メキシコの研究チームは歯のDNAを解析し、熱帯地域のマンモスから初めて遺伝情報を取得することに成功。解析の結果、これらは北米のコロンビアマンモスとは異なる独自の系統に属していたことが分かりました。研究者の中には「コロンビアマンモスではなく、新たに“メキシコマンモス”と呼ぶべきではないか」と提案する声も出ています。
多様な生態と絶滅の謎
放射性炭素年代測定により、これらのマンモスは1万6,000〜1万1,000年前に生きていたことが判明しました。
北米ではこの時期にマンモスが急激に減少していたのに対し、メキシコの群れは比較的安定していた可能性があるといいます。その背景には、草だけでなく木の葉や低木も食べる「食性の柔軟さ」があったと考えられています。
しかし、低い個体数や近親交配による遺伝的多様性の欠如が重なり、最終的には1万年以上前に姿を消しました。絶滅の直接の原因は、気候変動や人類による狩猟、あるいはその両方と考えられています。
博物館として残された遺産
建設が進む中で軍は化石を保護し、保存施設や博物館を設立しました。2022年には「キナメツィン博物館」がオープンし、雌のマンモス「ノチパ」の全身骨格が展示されています。
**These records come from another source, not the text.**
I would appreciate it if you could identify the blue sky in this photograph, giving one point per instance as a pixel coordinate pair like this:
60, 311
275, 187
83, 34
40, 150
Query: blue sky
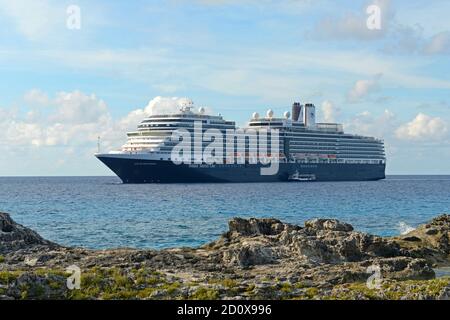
61, 88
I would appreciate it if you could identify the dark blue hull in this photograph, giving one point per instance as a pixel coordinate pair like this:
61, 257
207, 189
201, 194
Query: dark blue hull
151, 171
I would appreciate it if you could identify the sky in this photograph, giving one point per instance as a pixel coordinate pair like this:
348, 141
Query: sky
71, 71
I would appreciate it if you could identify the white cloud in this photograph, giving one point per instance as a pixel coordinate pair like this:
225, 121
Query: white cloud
37, 97
423, 127
329, 111
363, 88
366, 123
438, 44
75, 120
77, 107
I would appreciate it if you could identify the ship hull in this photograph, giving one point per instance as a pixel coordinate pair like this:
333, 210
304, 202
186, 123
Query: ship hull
131, 170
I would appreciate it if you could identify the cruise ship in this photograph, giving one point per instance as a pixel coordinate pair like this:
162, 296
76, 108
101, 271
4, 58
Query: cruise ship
301, 149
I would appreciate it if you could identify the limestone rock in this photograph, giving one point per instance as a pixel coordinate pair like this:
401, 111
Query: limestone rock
14, 236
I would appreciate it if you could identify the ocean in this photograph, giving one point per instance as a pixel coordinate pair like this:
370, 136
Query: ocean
101, 212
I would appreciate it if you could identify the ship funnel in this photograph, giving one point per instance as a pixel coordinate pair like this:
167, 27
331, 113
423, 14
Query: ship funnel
296, 111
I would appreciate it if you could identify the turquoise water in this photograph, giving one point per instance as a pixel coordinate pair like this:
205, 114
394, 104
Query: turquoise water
100, 212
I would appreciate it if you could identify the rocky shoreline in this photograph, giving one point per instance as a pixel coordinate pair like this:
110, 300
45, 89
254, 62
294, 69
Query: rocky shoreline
255, 259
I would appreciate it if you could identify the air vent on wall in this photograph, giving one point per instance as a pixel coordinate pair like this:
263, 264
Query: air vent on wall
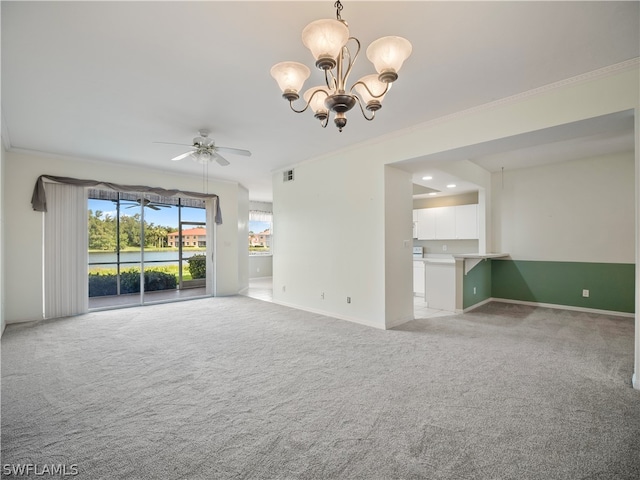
287, 176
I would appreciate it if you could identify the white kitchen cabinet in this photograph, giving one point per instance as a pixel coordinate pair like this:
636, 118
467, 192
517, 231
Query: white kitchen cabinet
418, 278
440, 286
466, 221
426, 220
445, 223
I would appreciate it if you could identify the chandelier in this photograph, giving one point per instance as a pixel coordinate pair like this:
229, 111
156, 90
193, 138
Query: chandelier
327, 39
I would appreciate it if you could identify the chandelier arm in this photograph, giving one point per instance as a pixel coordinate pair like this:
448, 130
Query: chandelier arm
352, 60
364, 114
298, 111
330, 85
386, 89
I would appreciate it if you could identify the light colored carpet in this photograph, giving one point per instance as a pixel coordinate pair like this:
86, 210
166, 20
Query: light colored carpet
237, 388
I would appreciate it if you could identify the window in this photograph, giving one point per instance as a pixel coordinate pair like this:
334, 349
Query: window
260, 232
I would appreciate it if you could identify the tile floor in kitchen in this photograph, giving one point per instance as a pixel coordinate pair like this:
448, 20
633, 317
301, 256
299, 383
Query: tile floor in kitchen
262, 289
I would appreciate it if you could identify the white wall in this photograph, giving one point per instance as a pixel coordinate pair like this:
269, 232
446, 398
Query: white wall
329, 233
577, 211
329, 222
2, 263
398, 245
23, 226
243, 235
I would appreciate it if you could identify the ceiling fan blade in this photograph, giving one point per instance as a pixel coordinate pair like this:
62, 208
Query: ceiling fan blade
235, 151
180, 157
171, 143
223, 162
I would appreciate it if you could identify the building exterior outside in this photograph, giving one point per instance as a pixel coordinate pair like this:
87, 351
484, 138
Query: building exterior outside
192, 237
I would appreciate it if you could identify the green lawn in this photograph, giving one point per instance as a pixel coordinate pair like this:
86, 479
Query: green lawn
172, 269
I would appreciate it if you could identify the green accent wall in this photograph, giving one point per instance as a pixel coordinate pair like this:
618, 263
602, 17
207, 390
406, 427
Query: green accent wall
479, 277
611, 285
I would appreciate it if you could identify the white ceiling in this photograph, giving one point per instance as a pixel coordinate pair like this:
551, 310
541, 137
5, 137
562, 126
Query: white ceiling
104, 80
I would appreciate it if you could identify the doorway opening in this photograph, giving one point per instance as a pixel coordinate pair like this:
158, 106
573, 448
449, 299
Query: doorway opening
145, 248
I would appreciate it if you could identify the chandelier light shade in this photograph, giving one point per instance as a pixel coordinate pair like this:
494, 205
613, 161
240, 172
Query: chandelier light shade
388, 54
290, 77
327, 40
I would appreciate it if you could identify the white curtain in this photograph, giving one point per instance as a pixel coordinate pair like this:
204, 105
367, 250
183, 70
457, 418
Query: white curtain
66, 289
211, 205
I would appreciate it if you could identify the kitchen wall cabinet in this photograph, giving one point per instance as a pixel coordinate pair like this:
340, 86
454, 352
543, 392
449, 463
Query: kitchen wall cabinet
466, 221
447, 223
426, 224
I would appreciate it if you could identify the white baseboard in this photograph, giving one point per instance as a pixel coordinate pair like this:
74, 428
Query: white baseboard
473, 307
357, 320
561, 307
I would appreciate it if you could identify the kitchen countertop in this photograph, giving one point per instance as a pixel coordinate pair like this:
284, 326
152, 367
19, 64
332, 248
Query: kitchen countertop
442, 259
463, 256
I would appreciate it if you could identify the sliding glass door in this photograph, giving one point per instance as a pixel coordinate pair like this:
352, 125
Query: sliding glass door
144, 248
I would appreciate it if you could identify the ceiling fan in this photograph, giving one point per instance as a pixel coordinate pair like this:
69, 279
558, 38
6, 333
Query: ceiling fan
204, 150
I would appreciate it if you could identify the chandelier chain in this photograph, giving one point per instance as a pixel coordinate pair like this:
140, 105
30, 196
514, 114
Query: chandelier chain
339, 8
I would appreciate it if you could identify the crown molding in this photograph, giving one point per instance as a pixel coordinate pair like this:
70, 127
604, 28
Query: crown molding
604, 72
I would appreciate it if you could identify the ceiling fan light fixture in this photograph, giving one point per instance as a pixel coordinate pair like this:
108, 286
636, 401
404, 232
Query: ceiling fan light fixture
328, 40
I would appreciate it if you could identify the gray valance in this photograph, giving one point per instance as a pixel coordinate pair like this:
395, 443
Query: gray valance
39, 198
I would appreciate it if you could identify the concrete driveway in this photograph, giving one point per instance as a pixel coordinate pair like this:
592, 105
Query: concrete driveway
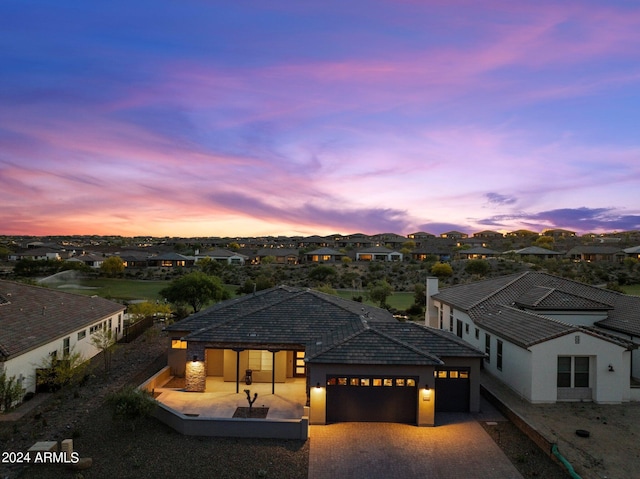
457, 448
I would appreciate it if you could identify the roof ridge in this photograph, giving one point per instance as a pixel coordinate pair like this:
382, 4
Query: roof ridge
504, 286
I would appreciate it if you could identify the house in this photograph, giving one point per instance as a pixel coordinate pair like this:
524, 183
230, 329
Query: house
378, 253
37, 323
91, 260
478, 252
548, 338
324, 255
223, 256
488, 234
633, 252
281, 255
536, 252
170, 260
360, 364
610, 254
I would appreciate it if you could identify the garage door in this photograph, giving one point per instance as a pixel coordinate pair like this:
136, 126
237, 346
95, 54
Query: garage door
372, 399
452, 390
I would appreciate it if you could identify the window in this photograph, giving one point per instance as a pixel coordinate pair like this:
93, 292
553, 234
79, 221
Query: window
260, 360
487, 347
573, 372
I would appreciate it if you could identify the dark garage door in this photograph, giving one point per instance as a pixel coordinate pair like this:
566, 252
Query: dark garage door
372, 399
452, 390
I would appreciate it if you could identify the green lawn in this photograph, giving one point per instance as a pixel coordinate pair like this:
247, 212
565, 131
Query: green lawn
633, 289
125, 289
400, 300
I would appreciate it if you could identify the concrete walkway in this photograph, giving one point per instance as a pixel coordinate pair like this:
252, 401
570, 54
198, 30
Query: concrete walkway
457, 448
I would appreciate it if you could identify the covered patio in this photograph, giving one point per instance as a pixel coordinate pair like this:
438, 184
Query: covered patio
220, 399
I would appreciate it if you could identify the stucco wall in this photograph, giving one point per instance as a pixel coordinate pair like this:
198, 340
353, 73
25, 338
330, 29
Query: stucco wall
609, 387
25, 365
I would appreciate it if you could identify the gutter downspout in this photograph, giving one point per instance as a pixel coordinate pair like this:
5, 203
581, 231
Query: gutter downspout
567, 464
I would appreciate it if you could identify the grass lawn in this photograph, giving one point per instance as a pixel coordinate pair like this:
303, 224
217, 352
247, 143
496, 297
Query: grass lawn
125, 289
633, 289
400, 300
現在も数万点の化石が未研究のまま保管されており、今後さらにDNA研究や古環境解析が進められる予定です。
まとめ
サンタ・ルシア空港建設の副産物として発見された、史上最大級のマンモス化石群。
この発見はマンモス進化史の空白を埋めるだけでなく、メキシコにおける古生物学研究の発展にもつながっています。現代の空港建設が、数万年前の巨大生物の物語を私たちに届けることになったのです。